L’animal est apparenté aux Petauroides, un groupe de grands planeurs australiens, mais est plus petit que ces derniers. Ses oreilles sont glabres et sa queue adaptée à la préhension et à l’enroulement autour des branches. Des analyses approfondies ont non seulement confirmé qu’il s’agissait d’un taxon Lazare, mais également qu’il appartenait à un genre entièrement nouveau de mammifère.
Le phalanger à longs doigts, quant à lui, a été photographié par un local au cours d’un voyage organisé dans la région par le site mammalwatching.com. Il s’agit en fait d’un petit opossum rayé disposant d’un quatrième doigt plus long que les autres qu’il utilise pour extraire des larves d’insectes à l’intérieur des troncs d’arbres pourris. Ses oreilles sont également adaptées à la détection de sons à basse fréquence émis par des insectes.
Les archives fossiles indiquent qu’il vivait dans le centre du Queensland, en Australie, il y a environ 300 000 ans, mais qu’il semblait avoir disparu au cours de la dernière période glaciaire. Avant sa redécouverte, les derniers restes fossiles connus en Papouasie occidentale datent d’environ 6 000 ans.
Des espèces fragiles encore largement méconnues
On ignore cependant encore beaucoup de choses sur les deux espèces, dont leur aire de répartition exacte qui est pour le moment tenue secrète afin de les protéger des risques de braconnage. Elles sont notamment menacées par l’exploitation forestière car elles nichent toutes deux dans les creux des troncs d’arbres.

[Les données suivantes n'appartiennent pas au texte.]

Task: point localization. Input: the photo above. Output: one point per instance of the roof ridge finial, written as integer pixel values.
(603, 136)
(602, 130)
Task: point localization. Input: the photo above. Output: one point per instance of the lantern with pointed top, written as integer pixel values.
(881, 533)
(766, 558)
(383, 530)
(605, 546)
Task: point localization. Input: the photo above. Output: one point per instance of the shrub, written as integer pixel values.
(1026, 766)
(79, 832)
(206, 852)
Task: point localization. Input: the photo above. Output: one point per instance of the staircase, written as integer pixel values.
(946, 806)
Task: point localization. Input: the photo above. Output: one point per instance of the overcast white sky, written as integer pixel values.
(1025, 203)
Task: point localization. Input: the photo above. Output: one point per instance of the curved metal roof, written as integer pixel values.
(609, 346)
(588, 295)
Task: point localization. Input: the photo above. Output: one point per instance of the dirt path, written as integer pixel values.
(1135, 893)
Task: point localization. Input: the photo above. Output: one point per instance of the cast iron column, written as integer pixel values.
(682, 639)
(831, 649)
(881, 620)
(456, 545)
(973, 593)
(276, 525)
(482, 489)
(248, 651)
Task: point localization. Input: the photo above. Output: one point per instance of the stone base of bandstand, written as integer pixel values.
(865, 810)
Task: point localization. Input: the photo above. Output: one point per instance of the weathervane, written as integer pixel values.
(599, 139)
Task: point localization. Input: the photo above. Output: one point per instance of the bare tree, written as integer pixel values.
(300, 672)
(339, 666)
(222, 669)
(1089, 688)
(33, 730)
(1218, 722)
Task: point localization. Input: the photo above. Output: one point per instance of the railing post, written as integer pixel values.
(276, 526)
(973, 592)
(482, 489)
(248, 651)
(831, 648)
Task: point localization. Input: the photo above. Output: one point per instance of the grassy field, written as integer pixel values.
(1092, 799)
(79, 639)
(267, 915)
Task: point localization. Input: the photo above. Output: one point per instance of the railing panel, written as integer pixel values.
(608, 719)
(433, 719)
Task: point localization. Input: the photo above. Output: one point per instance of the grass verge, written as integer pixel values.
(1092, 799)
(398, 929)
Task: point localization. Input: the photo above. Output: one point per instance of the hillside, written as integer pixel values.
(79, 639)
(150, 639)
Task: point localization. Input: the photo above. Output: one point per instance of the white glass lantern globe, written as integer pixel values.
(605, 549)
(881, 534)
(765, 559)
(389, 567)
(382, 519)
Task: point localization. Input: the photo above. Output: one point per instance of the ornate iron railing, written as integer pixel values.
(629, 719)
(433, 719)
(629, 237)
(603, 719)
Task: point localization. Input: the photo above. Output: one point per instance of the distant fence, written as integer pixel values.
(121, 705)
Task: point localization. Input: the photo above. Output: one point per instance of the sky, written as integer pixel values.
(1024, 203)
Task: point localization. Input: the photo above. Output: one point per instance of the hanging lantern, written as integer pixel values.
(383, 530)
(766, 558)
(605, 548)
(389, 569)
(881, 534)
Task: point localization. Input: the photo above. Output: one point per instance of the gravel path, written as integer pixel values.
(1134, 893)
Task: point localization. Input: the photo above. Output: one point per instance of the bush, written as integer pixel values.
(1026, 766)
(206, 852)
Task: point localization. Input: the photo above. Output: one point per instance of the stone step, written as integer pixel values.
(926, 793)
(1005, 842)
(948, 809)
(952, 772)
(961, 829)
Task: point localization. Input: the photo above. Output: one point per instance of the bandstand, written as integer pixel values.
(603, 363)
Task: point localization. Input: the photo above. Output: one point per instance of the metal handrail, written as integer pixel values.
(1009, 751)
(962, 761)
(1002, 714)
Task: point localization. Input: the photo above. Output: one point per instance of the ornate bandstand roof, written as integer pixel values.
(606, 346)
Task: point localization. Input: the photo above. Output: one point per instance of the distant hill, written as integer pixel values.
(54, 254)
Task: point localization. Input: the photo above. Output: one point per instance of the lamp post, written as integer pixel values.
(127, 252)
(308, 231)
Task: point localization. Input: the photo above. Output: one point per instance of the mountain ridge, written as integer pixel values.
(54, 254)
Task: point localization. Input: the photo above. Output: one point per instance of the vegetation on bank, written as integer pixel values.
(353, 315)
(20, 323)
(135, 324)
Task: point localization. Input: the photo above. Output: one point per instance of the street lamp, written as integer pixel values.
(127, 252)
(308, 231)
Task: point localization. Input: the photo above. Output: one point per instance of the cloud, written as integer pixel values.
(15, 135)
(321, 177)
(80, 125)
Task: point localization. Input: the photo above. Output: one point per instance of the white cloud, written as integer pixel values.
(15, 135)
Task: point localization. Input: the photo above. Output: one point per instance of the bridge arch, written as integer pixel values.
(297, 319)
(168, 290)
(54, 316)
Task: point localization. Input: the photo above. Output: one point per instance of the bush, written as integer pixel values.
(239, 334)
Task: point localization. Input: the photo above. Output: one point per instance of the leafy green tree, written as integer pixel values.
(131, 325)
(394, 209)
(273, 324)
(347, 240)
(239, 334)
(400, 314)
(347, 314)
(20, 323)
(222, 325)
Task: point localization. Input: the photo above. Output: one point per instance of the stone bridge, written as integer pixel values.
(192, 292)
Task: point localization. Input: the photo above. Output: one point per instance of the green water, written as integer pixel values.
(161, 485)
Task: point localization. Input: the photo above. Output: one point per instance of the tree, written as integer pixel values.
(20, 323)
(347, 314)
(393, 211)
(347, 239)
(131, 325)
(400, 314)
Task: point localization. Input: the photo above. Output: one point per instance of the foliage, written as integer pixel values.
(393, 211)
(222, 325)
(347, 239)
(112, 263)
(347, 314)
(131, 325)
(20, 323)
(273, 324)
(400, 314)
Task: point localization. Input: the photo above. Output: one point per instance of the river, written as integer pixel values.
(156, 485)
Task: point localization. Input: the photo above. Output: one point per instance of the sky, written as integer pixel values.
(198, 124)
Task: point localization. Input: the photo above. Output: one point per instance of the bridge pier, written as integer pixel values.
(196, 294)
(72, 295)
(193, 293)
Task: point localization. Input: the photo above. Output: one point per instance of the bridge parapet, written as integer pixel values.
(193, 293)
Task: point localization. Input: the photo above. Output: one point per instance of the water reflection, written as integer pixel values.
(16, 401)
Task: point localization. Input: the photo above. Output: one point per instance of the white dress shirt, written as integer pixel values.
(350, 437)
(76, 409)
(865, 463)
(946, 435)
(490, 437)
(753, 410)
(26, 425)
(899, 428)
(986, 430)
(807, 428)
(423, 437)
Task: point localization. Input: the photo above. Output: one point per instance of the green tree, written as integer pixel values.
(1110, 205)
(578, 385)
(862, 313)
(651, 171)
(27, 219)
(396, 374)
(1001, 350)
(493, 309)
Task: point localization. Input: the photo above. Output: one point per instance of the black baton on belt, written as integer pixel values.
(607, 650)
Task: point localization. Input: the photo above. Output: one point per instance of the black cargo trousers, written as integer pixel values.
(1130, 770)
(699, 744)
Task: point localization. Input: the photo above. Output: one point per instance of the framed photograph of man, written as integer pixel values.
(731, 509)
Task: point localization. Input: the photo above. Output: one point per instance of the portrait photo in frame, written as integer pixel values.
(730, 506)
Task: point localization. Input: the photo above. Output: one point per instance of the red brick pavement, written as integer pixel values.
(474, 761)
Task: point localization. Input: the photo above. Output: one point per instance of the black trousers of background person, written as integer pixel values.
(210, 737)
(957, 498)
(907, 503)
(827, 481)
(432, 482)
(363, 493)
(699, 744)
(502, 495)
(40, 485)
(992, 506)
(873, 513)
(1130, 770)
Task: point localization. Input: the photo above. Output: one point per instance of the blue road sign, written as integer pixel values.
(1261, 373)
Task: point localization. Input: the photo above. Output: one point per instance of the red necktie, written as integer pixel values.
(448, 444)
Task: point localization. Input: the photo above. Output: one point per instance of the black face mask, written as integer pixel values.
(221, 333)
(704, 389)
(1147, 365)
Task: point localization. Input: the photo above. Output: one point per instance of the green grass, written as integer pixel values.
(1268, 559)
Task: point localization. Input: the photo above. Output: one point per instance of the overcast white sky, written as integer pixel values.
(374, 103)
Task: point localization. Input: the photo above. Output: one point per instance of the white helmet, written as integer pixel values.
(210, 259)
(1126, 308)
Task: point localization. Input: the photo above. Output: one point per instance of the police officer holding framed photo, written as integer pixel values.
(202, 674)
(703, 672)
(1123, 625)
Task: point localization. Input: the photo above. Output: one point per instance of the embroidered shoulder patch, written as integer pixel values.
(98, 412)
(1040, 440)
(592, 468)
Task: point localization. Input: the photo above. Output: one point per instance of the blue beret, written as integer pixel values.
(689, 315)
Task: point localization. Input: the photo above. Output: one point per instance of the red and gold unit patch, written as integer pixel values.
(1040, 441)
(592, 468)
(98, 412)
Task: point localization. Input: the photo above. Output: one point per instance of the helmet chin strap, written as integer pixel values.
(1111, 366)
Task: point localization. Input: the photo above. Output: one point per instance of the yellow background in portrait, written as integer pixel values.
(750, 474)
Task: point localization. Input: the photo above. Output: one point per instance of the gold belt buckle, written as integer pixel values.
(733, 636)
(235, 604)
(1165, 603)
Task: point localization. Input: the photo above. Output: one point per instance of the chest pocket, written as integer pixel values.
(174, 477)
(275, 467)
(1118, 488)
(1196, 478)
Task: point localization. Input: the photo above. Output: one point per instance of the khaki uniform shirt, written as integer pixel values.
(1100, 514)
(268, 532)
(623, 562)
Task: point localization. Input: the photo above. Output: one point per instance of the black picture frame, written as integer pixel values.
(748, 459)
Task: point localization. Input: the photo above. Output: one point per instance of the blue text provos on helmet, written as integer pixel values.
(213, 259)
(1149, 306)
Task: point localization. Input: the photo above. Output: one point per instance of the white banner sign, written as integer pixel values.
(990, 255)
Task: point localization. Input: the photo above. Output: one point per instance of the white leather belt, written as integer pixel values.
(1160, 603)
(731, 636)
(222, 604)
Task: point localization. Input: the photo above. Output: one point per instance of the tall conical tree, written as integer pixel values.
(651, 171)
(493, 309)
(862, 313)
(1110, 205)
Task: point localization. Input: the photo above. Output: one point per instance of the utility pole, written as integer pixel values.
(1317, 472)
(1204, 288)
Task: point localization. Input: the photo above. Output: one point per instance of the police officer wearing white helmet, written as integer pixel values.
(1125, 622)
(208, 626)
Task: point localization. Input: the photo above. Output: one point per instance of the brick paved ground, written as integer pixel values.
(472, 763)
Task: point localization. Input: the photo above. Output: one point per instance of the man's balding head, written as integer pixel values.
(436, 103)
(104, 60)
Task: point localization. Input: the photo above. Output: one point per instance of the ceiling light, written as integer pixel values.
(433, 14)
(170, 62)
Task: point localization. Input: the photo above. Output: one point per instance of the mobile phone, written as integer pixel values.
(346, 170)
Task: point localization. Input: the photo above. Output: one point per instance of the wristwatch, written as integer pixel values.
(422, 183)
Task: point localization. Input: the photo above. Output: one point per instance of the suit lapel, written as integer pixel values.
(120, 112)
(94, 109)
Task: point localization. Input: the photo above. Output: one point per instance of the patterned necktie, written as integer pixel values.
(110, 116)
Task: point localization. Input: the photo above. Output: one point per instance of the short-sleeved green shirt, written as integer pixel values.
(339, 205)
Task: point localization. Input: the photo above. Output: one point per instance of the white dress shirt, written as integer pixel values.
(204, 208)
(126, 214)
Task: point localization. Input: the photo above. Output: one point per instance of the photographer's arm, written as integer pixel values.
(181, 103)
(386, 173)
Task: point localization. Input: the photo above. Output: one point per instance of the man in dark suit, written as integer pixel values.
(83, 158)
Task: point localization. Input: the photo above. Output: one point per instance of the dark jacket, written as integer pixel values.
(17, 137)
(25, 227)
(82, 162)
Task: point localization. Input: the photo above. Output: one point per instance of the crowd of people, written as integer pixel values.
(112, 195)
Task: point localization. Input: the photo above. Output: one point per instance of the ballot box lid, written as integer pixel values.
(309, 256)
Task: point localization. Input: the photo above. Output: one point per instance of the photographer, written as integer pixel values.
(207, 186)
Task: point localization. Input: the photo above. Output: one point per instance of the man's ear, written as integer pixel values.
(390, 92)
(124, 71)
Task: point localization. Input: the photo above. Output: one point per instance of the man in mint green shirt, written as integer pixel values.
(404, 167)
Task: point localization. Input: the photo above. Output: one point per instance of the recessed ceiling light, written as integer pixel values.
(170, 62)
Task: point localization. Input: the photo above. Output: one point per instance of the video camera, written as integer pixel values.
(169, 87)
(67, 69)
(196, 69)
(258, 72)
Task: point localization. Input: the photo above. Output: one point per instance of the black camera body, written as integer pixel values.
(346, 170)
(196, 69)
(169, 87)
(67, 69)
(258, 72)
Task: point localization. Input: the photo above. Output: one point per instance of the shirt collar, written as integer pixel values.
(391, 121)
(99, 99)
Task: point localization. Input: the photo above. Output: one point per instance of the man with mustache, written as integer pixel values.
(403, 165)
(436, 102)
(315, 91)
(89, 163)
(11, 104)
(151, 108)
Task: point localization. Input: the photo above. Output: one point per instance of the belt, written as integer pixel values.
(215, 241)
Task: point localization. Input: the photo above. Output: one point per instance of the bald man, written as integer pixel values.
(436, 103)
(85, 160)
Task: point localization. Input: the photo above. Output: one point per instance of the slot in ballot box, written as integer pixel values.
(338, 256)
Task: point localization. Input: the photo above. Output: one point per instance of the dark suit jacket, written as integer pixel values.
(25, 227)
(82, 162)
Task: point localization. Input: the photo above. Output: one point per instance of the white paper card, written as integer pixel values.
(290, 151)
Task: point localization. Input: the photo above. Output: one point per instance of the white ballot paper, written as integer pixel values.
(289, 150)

Les planeurs à queue annelée sont en outre monogames et forment des couples à vie et n’élèvent qu’un seul petit par an, ce qui rend leur population particulièrement vulnérable. Certains groupes autochtones locaux considèrent l’animal comme sacré et méritant la plus haute protection, ce qui pourrait aussi expliquer pourquoi l’espèce est restée longtemps cachée, rapporte le New Scientist. Les découvertes sont décrites dans une édition spéciale de la revue Records of the Australian Museum.